Ed Hackett is program director for a small military jet, the Scorpion, designed from scratch and built in secret over the past two years at Cessna’s plant on Pawnee.
The project, announced last week, is a joint venture between a new Textron division, Textron AirLand, and AirLand Enterprises. A prototype is expected to fly this year.
The plane is a light jet designed for intelligence, surveillance and reconnaissance with a scaled strike capability, Hackett said.
Hackett, 53, grew up in New York and spent 25 years in the military.
As a sophomore in high school, Hackett knew he wanted to be a fighter pilot.
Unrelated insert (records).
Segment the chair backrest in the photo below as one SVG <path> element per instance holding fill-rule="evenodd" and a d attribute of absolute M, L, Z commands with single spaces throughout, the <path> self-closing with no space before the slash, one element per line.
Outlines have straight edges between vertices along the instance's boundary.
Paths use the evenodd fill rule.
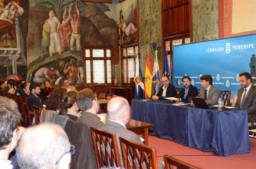
<path fill-rule="evenodd" d="M 119 141 L 124 168 L 158 168 L 155 148 L 122 136 Z"/>
<path fill-rule="evenodd" d="M 230 105 L 231 91 L 230 90 L 220 90 L 220 98 L 222 100 L 223 105 L 231 106 L 231 105 Z"/>
<path fill-rule="evenodd" d="M 201 169 L 167 154 L 164 155 L 164 161 L 165 169 L 173 169 L 173 166 L 177 169 Z"/>
<path fill-rule="evenodd" d="M 122 167 L 115 134 L 90 127 L 98 168 Z"/>
<path fill-rule="evenodd" d="M 33 105 L 33 110 L 34 110 L 34 114 L 35 115 L 35 120 L 36 124 L 40 123 L 40 116 L 42 109 Z"/>
<path fill-rule="evenodd" d="M 26 119 L 24 122 L 26 124 L 26 122 L 27 119 L 28 119 L 29 122 L 29 126 L 31 125 L 31 119 L 30 118 L 30 115 L 29 114 L 29 106 L 27 104 L 27 98 L 25 97 L 20 97 L 21 103 L 22 103 L 22 114 L 24 114 Z M 24 125 L 24 126 L 26 125 Z"/>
“Once I started flying, I fell in love with the machines,” Hackett said. “Some people love the pageantry of flying. For me it’s all about the machines. Being able to participate in the development of one — that’s what’s so exciting.”
Hackett is a graduate of the U.S Naval Academy in Annapolis, Md., and the U.S. Naval Test Pilot School in Patuxent River, Md. He earned a master’s degree in international strategic planning from the Air War College at Maxwell Air Force Base in Alabama.
After retiring from the military, Hackett started a small company that works on research and development for projects related to operational fielding.
He came to work on the Scorpion project at Textron AirLand in Wichita two years ago.
Hackett and his wife, Alexandra, have two college-age children, Edward Jr., and Alexandra Lee.